Now, I’m not saying that the MBL components sound like tubes. They do not in ways I’ll discuss below (and which Jonathan tackles in some fresh ways in his companion piece that follows on the 6010 D). What they manage to do is offer a pretty wonderful mixture of what we appreciate in the sound of both transistor and vacuum tube electronics. And rather than say the MBL gear sounds “musical,” let me instead say that the MBL gear brings the music and its recorded space into my room in a way that frankly makes me care not a fig if the chassis are filled with tubes, transistors, or jellybeans.
For instance, if you were to play the beautiful-sounding Deutsche Grammophon CD of the Mutter/Levine reading of Berg’s Violin Concerto, you’ll notice a startlingly expansive soundfield of tremendous depth—though not necessarily width, the one area in which the MBL electronics are merely good, as opposed to exceptional—gorgeously rich and convincing tone colors, and a remarkably tiered dynamic range that finds Mutter’s violin sharing a dialogue-like exchange with other string players before the entire orchestra rushes in for a near chaotic and absolutely thrilling climax.

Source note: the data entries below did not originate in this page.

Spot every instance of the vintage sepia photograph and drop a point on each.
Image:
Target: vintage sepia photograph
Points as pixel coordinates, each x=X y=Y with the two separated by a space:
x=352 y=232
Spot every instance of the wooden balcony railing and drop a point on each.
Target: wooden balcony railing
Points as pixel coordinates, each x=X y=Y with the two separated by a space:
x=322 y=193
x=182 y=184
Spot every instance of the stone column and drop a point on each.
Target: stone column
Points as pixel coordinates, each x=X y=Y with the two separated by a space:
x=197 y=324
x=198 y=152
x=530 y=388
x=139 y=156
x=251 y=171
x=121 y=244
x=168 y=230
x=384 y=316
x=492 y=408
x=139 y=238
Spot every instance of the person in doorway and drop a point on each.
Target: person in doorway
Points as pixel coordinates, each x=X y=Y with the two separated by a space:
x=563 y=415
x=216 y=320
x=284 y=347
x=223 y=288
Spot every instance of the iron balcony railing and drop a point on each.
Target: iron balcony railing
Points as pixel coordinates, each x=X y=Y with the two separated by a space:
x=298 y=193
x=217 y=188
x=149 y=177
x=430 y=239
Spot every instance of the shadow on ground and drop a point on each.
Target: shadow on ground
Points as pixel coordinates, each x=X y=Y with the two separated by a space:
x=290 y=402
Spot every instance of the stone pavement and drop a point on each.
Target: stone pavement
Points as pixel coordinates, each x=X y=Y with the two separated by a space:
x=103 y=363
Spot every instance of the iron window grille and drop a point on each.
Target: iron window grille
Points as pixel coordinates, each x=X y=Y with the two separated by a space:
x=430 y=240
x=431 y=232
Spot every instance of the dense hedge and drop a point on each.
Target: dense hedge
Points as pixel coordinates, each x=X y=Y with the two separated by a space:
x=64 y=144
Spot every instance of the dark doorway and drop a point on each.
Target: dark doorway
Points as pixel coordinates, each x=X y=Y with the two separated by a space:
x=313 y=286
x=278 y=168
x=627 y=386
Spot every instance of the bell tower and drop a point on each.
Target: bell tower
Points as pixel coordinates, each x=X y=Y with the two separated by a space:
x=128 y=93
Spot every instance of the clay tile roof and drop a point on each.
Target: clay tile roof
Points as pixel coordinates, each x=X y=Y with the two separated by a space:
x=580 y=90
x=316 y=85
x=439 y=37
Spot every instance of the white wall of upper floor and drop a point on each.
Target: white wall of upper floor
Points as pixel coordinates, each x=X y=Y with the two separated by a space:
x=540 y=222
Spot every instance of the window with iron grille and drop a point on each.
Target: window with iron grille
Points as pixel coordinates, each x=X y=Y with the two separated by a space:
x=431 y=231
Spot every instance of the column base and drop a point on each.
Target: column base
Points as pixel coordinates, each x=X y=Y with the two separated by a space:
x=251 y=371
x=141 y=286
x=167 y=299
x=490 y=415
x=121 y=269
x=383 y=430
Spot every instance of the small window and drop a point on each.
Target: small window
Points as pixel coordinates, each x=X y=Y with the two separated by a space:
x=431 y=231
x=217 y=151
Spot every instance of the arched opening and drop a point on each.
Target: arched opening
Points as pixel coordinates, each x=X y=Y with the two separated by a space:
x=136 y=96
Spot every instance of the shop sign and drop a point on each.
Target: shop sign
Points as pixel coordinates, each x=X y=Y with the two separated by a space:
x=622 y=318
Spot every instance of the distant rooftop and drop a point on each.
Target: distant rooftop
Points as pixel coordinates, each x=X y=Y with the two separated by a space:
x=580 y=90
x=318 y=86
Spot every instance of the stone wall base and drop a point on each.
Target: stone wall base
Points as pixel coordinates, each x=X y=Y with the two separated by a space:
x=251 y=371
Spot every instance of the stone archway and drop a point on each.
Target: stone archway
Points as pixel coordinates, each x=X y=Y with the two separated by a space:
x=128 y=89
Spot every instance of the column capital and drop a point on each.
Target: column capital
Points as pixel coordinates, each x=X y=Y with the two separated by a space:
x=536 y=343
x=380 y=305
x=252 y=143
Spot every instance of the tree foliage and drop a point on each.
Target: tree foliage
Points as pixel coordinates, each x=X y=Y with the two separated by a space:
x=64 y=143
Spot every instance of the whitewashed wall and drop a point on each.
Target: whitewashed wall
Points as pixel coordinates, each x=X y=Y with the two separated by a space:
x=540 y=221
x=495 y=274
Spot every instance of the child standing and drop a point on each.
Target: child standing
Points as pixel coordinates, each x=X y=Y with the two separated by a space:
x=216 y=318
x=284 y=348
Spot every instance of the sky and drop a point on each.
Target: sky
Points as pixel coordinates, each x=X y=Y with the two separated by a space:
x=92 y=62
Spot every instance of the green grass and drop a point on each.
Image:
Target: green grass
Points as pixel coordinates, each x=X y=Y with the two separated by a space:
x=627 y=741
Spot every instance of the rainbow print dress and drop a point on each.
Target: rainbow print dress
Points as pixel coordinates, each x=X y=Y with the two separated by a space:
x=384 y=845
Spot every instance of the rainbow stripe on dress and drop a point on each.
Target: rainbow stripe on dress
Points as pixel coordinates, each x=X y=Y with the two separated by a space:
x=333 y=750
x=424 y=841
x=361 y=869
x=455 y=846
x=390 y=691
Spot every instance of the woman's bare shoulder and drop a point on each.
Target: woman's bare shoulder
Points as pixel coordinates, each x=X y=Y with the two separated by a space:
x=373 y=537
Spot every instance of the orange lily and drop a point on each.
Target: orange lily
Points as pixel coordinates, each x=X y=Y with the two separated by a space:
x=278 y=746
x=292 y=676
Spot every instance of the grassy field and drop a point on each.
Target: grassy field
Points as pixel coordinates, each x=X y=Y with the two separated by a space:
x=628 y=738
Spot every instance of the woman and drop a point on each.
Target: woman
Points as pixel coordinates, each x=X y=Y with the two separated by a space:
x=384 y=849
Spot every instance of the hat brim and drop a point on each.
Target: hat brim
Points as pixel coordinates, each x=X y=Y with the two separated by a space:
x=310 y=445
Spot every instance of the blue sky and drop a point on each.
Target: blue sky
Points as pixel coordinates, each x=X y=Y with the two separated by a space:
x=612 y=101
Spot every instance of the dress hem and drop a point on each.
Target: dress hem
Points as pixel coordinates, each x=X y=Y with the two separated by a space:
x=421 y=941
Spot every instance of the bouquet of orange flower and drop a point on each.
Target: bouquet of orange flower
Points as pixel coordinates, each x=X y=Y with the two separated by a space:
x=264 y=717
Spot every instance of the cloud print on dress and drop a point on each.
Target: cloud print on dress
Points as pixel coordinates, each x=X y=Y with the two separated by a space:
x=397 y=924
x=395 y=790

This is a complex and occasionally busy composition that the MBL stuff not only handles with ease but conveys in a way that allows the composers intentions to shine through, unmolested. As JV points out, the MBL sound is a touch darker, perhaps a shade more beautiful than life, but in tandem with its remarkable air, transparency to the recording venue, and outstanding detail, I’d say that’s a compliment.
And this ability to bring the recording site home is one of the reasons the MBL designs bring music so fully to life. Take György Ligeti’s brilliant dark comic opera Le Grand Macabre [Sony]. This 1998 live recording from Paris presents a soundstage so magically laid before your listening seat, along with a spooky-palpable sense of the theater’s ambience (there’s a bit of audience noise and mild laughter) that makes you a part of the event. Ligeti’s complexly scored orchestra and small ensemble of singers are defined not only by exquisitely solid image placement but also by an unusual three-dimensionality—one that layers the musicians and singers back from the front plane of the Kharma Minis, and also allows you to track the singers movements across the stage, next to and around one another. This recording also highlights the virtues of solid-state—the ability to deliver hard and fast transients with pistol-shot-like speed, and a bottom end that has a mind-bending combination of richness, weight, and explosive power. This is by far the most “live” sounding system I’ve experienced in my home.
Now, this, and any review, is of course not only a review of the items under scrutiny but of the entire system or systems it has been part of. Therefore, credit must also be given to the associated items listed at the end of this article and especially to Kharma’s marvelous Mini Exquisite, which I’ll report on next issue.
One final thing about the MBL sound—and this relates especially to the 1521A CD transport and 1511 E DAC: Buyer beware. Because these products make listening to CDs such a fresh, lively, and deeply involving experience, you’re likely to start spending large chunks of your discretionary income on all kinds of new music. I know that I have.